Ora parli a monosillabi?

-Quando ti chiederà di uscire, appena io me ne andrò. 

Di conseguenza estrasse un paio di monete da una tasca e le depositò sul tavolo, raccattando poi le sue cose da una sedia lì a fianco.

Gli rivolse un sorrisetto stiracchiato ed uscì dalla caffetteria in una manciata di secondi, dando appena a Cyborg il tempo di realizzarlo.Come in attesa di un segnale speciale Rose si presentò al tavolino.

Cyborg scorse dalla vetrata la mano di robin alzata in un segno di incoraggiamento.Contemporaneamente gli arrivò alle orecchie la voce vellutata di Rose.

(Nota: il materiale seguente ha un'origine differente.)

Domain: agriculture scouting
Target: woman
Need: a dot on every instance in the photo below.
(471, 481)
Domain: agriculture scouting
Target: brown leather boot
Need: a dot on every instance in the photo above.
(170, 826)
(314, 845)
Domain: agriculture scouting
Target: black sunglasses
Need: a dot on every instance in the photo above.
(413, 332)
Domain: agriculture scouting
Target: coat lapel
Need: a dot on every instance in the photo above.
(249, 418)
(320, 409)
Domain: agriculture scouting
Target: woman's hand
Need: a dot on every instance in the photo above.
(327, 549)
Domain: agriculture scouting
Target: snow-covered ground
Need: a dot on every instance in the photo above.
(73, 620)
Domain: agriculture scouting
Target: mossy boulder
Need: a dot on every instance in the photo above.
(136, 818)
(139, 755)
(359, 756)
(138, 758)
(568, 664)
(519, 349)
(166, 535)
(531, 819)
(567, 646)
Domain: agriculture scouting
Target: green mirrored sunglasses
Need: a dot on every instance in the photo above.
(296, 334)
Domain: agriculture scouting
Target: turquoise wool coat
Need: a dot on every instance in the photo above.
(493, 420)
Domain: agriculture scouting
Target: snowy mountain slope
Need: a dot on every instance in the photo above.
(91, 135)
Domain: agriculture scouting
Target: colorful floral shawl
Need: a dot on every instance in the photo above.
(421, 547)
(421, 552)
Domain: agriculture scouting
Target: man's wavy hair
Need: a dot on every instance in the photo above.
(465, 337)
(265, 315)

Il ragazzo accettò senza pensarci due volte: Jump City sarebbe sopravvissuta una notte senza di lui. Aspettò che Rose si sistemasse e chiudesse il negozio.

Replicò le stesse mosse che al liceo gli avevano assicurato una scia di ammiratrici. Avvolse il proprio braccio intorno alle spalle sporgenti di Rose, che stretta in un piumino rosa pastello con un grande pellicciotto magenta sembrò apprezzare particolarmente.

Quando circa tre ore dopo la spinse conto il bancone di una discoteca e si ritrovò le mani affusolate di lei dietro il collo, la baciò con la consapevolezza che Robin quel pomeriggio fosse geloso.

E forse immaginò il viso del ragazzo prendere il posto di quello ovale di Rose.